The development of adventitious buds was asynchronous. There were often many small adventitious, initial buds surrounding the larger shoots. For bud propagation and elongation, we used 1/2GD free plant growth regulators with 3% AC as the bud subculture medium in the study. Similar observations have previously been reported in P. roxburghii (Parasharami et al., 2003) and P. brutia (Abdullah et al., 1987). Charcoal has been reported to adsorb the metabolites inhibiting morphogenesis thus supporting better growth (Fridborg et al., 1978). Shoot formation was enhanced by AC. Patel et al. (1986) and Jang et al. (1991) also reported a beneficial effect of AC on the formation of shoots.

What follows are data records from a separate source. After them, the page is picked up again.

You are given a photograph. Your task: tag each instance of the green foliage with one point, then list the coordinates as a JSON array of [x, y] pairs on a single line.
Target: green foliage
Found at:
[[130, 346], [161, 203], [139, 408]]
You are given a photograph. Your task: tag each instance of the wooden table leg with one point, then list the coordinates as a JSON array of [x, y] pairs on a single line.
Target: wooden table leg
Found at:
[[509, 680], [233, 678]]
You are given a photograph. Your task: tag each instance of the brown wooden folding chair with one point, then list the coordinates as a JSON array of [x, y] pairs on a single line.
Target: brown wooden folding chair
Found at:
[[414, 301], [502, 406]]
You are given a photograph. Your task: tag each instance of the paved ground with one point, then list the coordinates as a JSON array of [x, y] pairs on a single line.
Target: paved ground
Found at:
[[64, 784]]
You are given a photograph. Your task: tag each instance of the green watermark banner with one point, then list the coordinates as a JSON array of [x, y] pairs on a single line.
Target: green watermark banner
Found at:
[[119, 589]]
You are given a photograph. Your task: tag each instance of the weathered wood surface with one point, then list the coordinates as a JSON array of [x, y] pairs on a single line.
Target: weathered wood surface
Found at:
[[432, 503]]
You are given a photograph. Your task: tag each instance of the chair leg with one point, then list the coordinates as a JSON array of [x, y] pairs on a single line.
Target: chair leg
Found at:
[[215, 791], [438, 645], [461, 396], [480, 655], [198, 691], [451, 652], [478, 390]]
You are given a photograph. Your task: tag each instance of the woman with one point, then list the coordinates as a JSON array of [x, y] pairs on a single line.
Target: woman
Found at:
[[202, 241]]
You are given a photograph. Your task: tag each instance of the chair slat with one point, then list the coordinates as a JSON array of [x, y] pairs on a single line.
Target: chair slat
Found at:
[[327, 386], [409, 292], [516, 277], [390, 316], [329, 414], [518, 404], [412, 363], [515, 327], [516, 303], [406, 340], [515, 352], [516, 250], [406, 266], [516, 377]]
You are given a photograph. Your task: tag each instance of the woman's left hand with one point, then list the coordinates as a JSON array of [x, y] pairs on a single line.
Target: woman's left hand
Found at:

High rooting rates were obtained by determining the basal medium, the best stage of shoot development and shoot quality, the type and concentration of phytormones and the incorporation of AC in medium ect.(Mohammed et al., 1988; Jang et al., 1991). For rooting, nutrients are usually reduced to half-strength of those used for shoot production (Mohammed et al., 1988). Most commonly, a single root developed from each adventitious shoot (Tang, 2001; Zhang et al., 2006). In our study, 1/2GD and 1/2SH were used for root production. Similar results were also reported previously in other conifers (Mohammed et al., 1988). When shoots were longer than 2 cm, rooting rate increased with increasing of shoot height. The highest rooting rate (15.0%) was observed when shoots were longer than 4 cm. So it was important to promote shoot height for rooting. Similar results have been obtained in Douglas Fir and Radiata Pine, where 4 cm for Fir and 2.4~2.7 cm for pine were best for rooting (Mohammed et al., 1988). In our study, roots were not obtained without NAA, indicating NAA was the most effective auxin for rooting in Ponderosa Pine. Shoot rooting rate was up to 16.7% and 8.3% on 1/2GD with 0.1% AC, 28.84 μmol·L^-1 NAA and 4.17 μmol·L^-1 GA₃. Combination of NAA and GA₃ have been more effective for Ponderosa Pine. Rooting is a high energy consumption process that requires a continuous supply of free sugar from the medium. For various pine species, the optimal sucrose concentration ranges from 0.5% to 2.0% and rarely reached higher (Mohammed et al., 1988). In this study, 1% sucrose was supplemented into rooting media. Addition of AC seemed to be beneficial for rooting either by inhibiting light at the shoot base or by adsorbing rooting inhibitors, as suggested by Dumas and Monteuuis (1995).

In conclusion, our study demonstrated that adventitious buds were initiated from cultured mature zygotic embryo explants of Ponderosa Pine on culture media supplemented with 6-BA. The highest inductive rate of 65.8% adventitious buds of embryos occurred on GD+ 19.70 μmol·L^-1 6-BA. The adventitious buds were initiated or formed directly from the cotyledons and not from other parts of the mature zygotic embryos. For bud propagation and elongation, 1/2GD was used with 3% AC. Elongated adventitious shoots, 2.5~3.0 cm in height, were subjected to a rooting study. Shoot rooting rate was up to 16.7% on 1/2GD with 28.84 μmol·L^-1 NAA, 4.17 μmol·L^-1 GA₃ and 0.1% AC. To our knowledge, this is the first report in which plantlets were regenerated from Ponderosa Pine mature zygotic embryos cultures. The plant regeneration protocol in this study may also facilitated future research in genetic transformation and in vitro propagation of superior Ponderosa Pine. More research is needed to improve rooting rate.